Emergence and competition of virus variants in respiratory viral infections.

The emergence of new variants of concern (VOCs) of the SARS-CoV-2 infection is one of the main factors of epidemic progression. Their development can be characterized by three critical stages: virus mutation leading to the appearance of new viable variants; the competition of different variants leading to the production of a sufficiently large number of copies; and infection transmission between individuals and its spreading in the population. The first two stages take place at the individual level (infected individual), while the third one takes place at the population level with possible competition between different variants. This work is devoted to the mathematical modeling of the first two stages of this process: the emergence of new variants and their progression in the epithelial tissue with a possible competition between them. The emergence of new virus variants is modeled with non-local reaction-diffusion equations describing virus evolution and immune escape in the space of genotypes. The conditions of the emergence of new virus variants are determined by the mutation rate, the cross-reactivity of the immune response, and the rates of virus replication and death. Once different variants emerge, they spread in the infected tissue with a certain speed and viral load that can be determined through the parameters of the model. The competition of different variants for uninfected cells leads to the emergence of a single dominant variant and the elimination of the others due to competitive exclusion. The dominant variant is the one with the maximal individual spreading speed. Thus, the emergence of new variants at the individual level is determined by the immune escape and by the virus spreading speed in the infected tissue.

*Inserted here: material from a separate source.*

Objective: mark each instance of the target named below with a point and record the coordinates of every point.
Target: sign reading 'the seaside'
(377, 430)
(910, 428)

Mathematical modeling of respiratory viral infection and applications to SARS-CoV-2 progression.

Viral infection in cell culture and tissue is modeled with delay reaction-diffusion equations. It is shown that progression of viral infection can be characterized by the viral replication number, time-dependent viral load, and the speed of infection spreading. These three characteristics are determined through the original model parameters including the rates of cell infection and of virus production in the infected cells. The clinical manifestations of viral infection, depending on tissue damage, correlate with the speed of infection spreading, while the infectivity of a respiratory infection depends on the viral load in the upper respiratory tract. Parameter determination from the experiments on Delta and Omicron variants allows the estimation of the infection spreading speed and viral load. Different variants of the SARS-CoV-2 infection are compared confirming that Omicron is more infectious and has less severe symptoms than Delta variant. Within the same variant, spreading speed (symptoms) correlates with viral load allowing prognosis of disease progression.

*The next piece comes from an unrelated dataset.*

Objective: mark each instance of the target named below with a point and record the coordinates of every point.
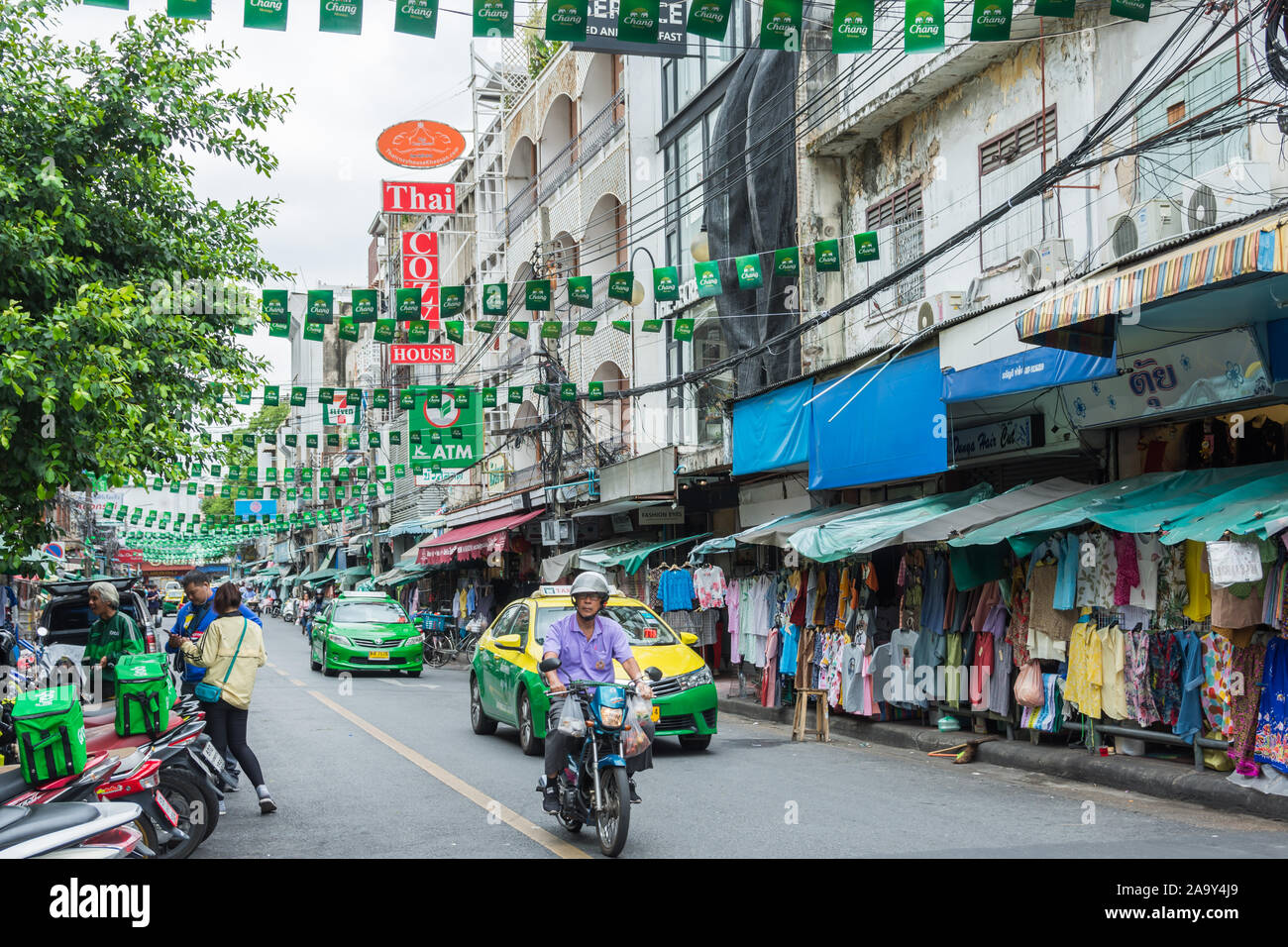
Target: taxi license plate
(166, 809)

Infection spreading in cell culture as a reaction-diffusion wave: RAIRO: Numerical Analysis

Infection spreading in cell culture occurs due to virus replication in infected cells and its random motion in the extracellular space. Multiplicity of infection experiments in cell cultures are conventionally used for the characterization of viral infection by the number of viral plaques and the rate of their growth. We describe this process with a delay reaction-diffusion system of equations for the concentrations of uninfected cells, infected cells, virus, and interferon. Time delay corresponds to the duration of viral replication inside infected cells. We show that infection propagates in cell culture as a reaction-diffusion wave, we determine the wave speed and prove its existence. Next, we carry out numerical simulations and identify three stages of infection progression: infection decay during time delay due to virus replication, explosive growth of viral load when infected cells begin to reproduce it, and finally, wave-like infection progression in cell culture characterized by a constant or slowly growing total viral load. The modelling results are in agreement with the experimental data for the coronavirus infection in a culture of epithelial cells and for some other experiments. The presence of interferon produced by infected cells decreases the viral load but does not change the speed of infection progression in cell culture. In the 2D modelling, the total viral load grows faster than in the 1D case due to the increase of plaque perimeter.